The Fight for Uniqueness in Higher Education Marketing Campaigns

Posted: August 31, 2009

Tony Poillucci Vice President & Creative Director

Rivals – every higher education institution has them, and almost every student will dedicate their time, energy and gallons of face-paint defending their school against them.  On the surface, a rivalry simply is a competition toward the same goal. But in an ambitious industry, where the majority of colleges and universities out there are still trying to differentiate themselves from their competition, the rivalry is a fight for uniqueness. Marketing those differences is a crucial element in our higher education campaigns. One of the ways we help our higher education clients set themselves apart is by first helping them identify what their true differentiations are and then communicating those through clear, concise messaging.

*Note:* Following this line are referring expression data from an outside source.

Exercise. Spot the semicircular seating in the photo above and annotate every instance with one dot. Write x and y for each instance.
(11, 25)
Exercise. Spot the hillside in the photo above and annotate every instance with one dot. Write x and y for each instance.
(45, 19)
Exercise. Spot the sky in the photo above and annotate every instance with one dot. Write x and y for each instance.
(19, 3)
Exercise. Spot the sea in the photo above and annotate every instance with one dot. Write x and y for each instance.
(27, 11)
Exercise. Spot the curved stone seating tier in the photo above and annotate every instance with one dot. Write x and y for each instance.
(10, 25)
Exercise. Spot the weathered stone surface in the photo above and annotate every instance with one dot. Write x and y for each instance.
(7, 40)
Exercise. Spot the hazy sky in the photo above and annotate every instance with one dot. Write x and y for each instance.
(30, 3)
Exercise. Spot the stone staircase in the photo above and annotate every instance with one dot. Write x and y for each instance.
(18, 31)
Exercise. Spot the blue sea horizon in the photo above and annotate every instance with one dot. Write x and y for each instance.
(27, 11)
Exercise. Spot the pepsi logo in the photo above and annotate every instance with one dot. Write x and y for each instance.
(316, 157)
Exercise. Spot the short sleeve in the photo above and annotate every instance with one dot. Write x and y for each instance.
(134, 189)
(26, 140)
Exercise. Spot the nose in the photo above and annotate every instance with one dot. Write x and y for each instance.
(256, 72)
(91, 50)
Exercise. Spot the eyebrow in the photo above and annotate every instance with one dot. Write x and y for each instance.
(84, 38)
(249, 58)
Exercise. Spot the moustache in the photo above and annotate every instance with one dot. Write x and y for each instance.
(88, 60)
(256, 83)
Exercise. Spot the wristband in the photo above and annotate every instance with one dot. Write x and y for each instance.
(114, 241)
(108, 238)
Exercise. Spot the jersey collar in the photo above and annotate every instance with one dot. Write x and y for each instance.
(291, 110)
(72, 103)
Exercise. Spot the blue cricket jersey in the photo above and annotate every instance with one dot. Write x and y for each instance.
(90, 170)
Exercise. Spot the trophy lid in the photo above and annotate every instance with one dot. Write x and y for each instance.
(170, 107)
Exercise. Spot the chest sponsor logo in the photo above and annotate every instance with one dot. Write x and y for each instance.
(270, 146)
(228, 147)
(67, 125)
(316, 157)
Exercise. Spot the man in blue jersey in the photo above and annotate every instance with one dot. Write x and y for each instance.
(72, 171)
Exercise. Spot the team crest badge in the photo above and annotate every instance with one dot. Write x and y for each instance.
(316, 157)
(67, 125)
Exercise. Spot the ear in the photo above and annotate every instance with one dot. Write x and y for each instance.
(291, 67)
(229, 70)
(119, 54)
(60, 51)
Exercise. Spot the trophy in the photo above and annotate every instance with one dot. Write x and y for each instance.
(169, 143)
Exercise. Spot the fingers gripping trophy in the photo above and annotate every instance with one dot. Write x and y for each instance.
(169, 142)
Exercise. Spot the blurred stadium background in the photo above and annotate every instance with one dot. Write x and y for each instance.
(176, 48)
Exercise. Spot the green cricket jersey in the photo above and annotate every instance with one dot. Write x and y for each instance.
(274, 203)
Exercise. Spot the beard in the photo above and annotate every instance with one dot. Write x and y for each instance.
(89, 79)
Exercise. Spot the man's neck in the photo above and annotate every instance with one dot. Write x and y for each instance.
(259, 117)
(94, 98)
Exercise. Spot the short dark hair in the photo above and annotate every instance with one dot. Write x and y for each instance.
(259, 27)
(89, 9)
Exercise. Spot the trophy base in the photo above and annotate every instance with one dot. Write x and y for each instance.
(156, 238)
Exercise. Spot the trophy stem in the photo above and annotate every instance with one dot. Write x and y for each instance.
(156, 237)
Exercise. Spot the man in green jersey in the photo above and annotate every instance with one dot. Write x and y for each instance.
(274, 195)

A few years ago, I oversaw the website redesign for a small but prestigious private university in Pennsylvania. The school swore that what made them different from their competition was the fact that they were a college-like university, meaning they offered all the features of a university such as multiple disciplines, diversity and prestige, but still possessed the qualities of a smaller, close-knit collegiate community that was dedicated to providing one-on-one attention to their students. Initial research, however, delivered the biggest upset of the season no less than five other universities were using the tagline, College-Like University. The good news though, was that upon further research, we uncovered some true distinguishing characteristics upon which this university was able to build its brand.

For prospective students who are considering your institution, perception is indeed reality. With each incoming class of freshmen, a university’s web and social media presence become increasingly important in conducting successful branding. As such, the ways in which universities establish themselves as unique carry a tremendous amount of weight. Marketing higher education institutions in this manner should be given ample consideration.